They're effectively regressions.  Pedantically, they're bugs in a new
feature, but since the new feature is enabled by default in the new
machine type (and it's the interrupt controller, so you can't do
without it), so it means a normal setup will be broken where the
normal setup in the old version wasn't.

> > We are going to have an rc5 today, but my intention was to only put in
> > the security-fix bug in the bochs display device, and then have
> > a final release Thursday.
> 
> After thinking about this and reading the commit messages I've
> applied this pullreq, since it clearly only affects spapr and you're
> in a better position to judge the significance of the fixes than me,
> but it was really really borderline...

Fair enough.  As I said, the timing sucked, but there's not really
anything I could do about that.

-- 
David Gibson			| I'll have my music baroque, and my code
david AT gibson.dropbear.id.au	| minimalist, thank you.  NOT _the_ _other_
				| _way_ _around_!
http://www.ozlabs.org/~dgibson

Re: [Qemu-devel] [PULL 0/2] ppc-for-4.1 queue 20190813

Posted by Cédric Le Goater 17 weeks ago
On 13/08/2019 13:45, Peter Maydell wrote:
> On Tue, 13 Aug 2019 at 10:23, Peter Maydell <peter.maydell@linaro.org> wrote:
>>
>> On Tue, 13 Aug 2019 at 07:59, David Gibson <david@gibson.dropbear.id.au> wrote:
>>>
>>> The following changes since commit 5e7bcdcfe69ce0fad66012b2cfb2035003c37eef:
>>>
>>>   display/bochs: fix pcie support (2019-08-12 16:36:41 +0100)
>>>
>>> are available in the Git repository at:
>>>
>>>   git://github.com/dgibson/qemu.git tags/ppc-for-4.1-20190813
>>>
>>> for you to fetch changes up to 310cda5b5e9df642b19a0e9c504368ffba3b3ab9:
>>>
>>>   spapr/xive: Fix migration of hot-plugged CPUs (2019-08-13 16:50:30 +1000)
>>>
>>> ----------------------------------------------------------------
>>> ppc patch queue 2019-08-13 (last minute qemu-4.1 fixes)
>>>
>>> Here's a very, very last minute pull request for qemu-4.1.  This fixes
>>> two nasty bugs with the XIVE interrupt controller in "dual" mode
>>> (where the guest decides which interrupt controller it wants to use).
>>> One occurs when resetting the guest while I/O is active, and the other
>>> with migration of hotplugged CPUs.
>>>
>>> The timing here is very unfortunate.  Alas, we only spotted these bugs
>>> very late, and I was sick last week, delaying analysis and fix even
>>> further.
>>>
>>> This series hasn't had nearly as much testing as I'd really like, but
>>> I'd still like to squeeze it into qemu-4.1 if possible, since
>>> definitely fixing two bad bugs seems like an acceptable tradeoff for
>>> the risk of introducing different bugs.
>>
>> Are these regressions? Are they security issues?
>>
>> We are going to have an rc5 today, but my intention was to only put in
>> the security-fix bug in the bochs display device, and then have
>> a final release Thursday.
> 
> After thinking about this and reading the commit messages I've
> applied this pullreq, since it clearly only affects spapr and you're
> in a better position to judge the significance of the fixes than me,
> but it was really really borderline...

I was going to reply but you were faster to apply. Here is some more
context.

The XIVE interrupt mode is activated by default in 4.1. So these are 
regressions w.r.t to the previous mode spapr was using referred as 
XICS. Specially the first patch.

The second patch is a fix for the restoration of the hot-plugged CPUs.
The restoration of the spapr machine became more complex with the 
XIVE interrupt controller because when we need the machine state to be 
loaded to know which KVM IRQ device to activate, XICS or XIVE. From 
there we can restore the KVM states and HW contexts of the different 
models in use, sources, controllers and presenters. 
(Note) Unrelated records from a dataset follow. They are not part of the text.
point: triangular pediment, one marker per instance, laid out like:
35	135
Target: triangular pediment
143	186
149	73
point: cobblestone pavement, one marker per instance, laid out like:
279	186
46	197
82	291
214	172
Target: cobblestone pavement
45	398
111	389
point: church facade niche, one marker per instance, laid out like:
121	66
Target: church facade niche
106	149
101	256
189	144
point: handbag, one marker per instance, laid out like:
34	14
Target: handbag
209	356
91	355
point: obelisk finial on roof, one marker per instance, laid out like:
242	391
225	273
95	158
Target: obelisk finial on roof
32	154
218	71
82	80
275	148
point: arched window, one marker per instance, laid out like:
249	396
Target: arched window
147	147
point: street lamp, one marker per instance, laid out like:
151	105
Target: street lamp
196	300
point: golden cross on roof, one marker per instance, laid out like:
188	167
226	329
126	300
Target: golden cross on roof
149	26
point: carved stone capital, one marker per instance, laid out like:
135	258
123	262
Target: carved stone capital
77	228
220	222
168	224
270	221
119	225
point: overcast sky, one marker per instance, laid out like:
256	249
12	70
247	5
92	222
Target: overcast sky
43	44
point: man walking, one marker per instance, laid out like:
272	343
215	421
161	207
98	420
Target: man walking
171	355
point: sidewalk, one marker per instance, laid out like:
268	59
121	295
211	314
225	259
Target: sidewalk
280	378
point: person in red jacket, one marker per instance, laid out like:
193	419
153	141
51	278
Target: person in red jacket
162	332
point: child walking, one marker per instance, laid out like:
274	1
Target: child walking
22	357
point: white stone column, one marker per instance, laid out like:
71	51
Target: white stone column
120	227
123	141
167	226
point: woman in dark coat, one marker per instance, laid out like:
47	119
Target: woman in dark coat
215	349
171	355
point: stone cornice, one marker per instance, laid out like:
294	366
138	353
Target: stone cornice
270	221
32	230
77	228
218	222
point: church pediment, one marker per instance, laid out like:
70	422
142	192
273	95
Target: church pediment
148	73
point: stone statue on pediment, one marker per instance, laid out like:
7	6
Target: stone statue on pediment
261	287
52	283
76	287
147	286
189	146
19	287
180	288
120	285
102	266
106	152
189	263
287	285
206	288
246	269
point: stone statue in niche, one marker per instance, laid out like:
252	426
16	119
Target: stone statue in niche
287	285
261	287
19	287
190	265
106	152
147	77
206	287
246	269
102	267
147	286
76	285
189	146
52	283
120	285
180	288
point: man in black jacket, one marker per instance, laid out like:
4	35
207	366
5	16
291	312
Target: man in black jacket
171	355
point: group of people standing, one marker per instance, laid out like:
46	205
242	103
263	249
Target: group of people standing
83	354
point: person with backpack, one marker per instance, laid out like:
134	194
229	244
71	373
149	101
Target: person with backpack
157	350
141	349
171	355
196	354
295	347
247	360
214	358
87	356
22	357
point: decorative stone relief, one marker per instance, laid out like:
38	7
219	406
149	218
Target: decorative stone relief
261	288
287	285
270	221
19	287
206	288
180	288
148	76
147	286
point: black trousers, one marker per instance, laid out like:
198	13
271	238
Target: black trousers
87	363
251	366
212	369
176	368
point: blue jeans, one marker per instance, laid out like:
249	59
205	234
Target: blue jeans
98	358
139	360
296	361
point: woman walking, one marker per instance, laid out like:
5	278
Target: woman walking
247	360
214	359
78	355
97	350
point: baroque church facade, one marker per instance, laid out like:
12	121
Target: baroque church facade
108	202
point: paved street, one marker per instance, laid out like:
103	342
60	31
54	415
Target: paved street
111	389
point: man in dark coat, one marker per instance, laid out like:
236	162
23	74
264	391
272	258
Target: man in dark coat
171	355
The post_load handler of the spapr machine relies on the fact that 
it is called last and does the work for all models. I realized last 
evening that this is not true for hot-plugged CPUs which state come 
after the machine. I was under the assumption/impression this was 
not the case but I might be mistaken. It took me while to get the 
save/restore sequences correct. 


Thanks,

C.